Cantilever Truss Simulation

A radial siphon needs something like a cantilever truss. And this has never been modelled. It would have to be a dynamic model, just like the siphon.

It seemed plausible to simply re-use the ties and masses in a siphon simulation to construct a cantilever truss, with the masses as nodes, and the ties as the bracing between the nodes. This cantilever would then be subjected to gravitational and centrifugal and coriolis forces in exactly the same way as the siphon - except that the cantilever truss would act to counteract coriolis forces.

In the following preliminary model, a terrestrial cantilever was constructed using node masses with rigid ties (that could sustain compression as well as tension). The cantilevers ties and struts were not initialised using any prior analysis, and the structure was allowed to fall and rise.

One problem with this simulation is that when attempts are made to increase truss rigidity by increasing the tie spring constant k, the resulting forces exerted by the ties are greater, and the node mass accelerations are higher, and so the time step used has to be reduced. But, at some point, the whole cantilever appears to fly apart. Problem not investigated.

To stop the animation, move the cursor over the applet. To start or restart, move it off the applet.

A cantilever truss used in an radial siphon would (or should) have all its ties in tension, and have no need for compressive strength.

There would be a problem of initialising the node locations and tie tensions prior to starting the siphon. One option would be to do this analytically, as is at present done with the siphon. Another option might be to begin with a non-rotating massless Earth, and slowly add mass and angular velocity until the correct values had been reached. Hopefully, this would result in an unstressed cantilever gradually becoming stressed, and adopting an equilibrium position.

A further problem would be that of 'holding' a rising siphon against the truss. This might simply entail using a string of truss nodes as a pathway along which the siphon is constrained to move. So, at any point, the direction of motion of siphon masses would be towards the next highest node in the cantilever node pathway. If there are sufficient nodes, this should make for a path without significant sudden changes of direction.

A simulation using a cantilever truss would contain many more masses than the siphons modelled so far. There could easily be 3 or 4 times as many masses. And the simulation would run slower.

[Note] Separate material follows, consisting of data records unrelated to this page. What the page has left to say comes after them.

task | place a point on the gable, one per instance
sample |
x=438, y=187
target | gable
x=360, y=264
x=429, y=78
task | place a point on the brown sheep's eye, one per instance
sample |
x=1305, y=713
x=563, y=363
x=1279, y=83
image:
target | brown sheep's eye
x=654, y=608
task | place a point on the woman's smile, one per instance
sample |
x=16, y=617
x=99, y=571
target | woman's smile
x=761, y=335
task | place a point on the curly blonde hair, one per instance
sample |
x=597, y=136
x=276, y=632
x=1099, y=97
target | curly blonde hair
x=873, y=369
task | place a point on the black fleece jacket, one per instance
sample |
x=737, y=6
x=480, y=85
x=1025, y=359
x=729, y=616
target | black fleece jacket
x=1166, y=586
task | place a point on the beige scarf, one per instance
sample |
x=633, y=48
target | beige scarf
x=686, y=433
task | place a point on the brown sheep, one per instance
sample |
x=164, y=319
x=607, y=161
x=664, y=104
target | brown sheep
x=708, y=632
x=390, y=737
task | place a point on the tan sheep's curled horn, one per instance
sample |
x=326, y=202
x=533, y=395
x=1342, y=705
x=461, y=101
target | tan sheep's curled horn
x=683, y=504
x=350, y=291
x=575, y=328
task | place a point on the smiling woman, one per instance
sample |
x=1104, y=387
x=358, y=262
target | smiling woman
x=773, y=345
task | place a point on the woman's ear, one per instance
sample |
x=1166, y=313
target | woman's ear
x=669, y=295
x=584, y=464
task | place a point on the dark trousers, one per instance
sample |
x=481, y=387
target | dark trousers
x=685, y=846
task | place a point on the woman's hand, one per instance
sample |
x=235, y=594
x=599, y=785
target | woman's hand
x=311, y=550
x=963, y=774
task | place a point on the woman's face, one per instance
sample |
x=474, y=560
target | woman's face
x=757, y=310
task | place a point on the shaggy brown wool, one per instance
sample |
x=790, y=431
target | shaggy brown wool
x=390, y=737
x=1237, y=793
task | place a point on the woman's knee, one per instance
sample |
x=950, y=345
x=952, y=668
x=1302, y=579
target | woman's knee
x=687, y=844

The expected behaviour of a cantilever truss siphon simulation would be for the cantilever truss to bend back from the direction of rotation along its length in a manner not dissimilar to the terrestrial cantilever truss modelled here - since both are subject to an evenly distributed load along their length. And since this would result in maximum bending at the base, it might help to widen the base, to form something not unlike the Eiffel tower.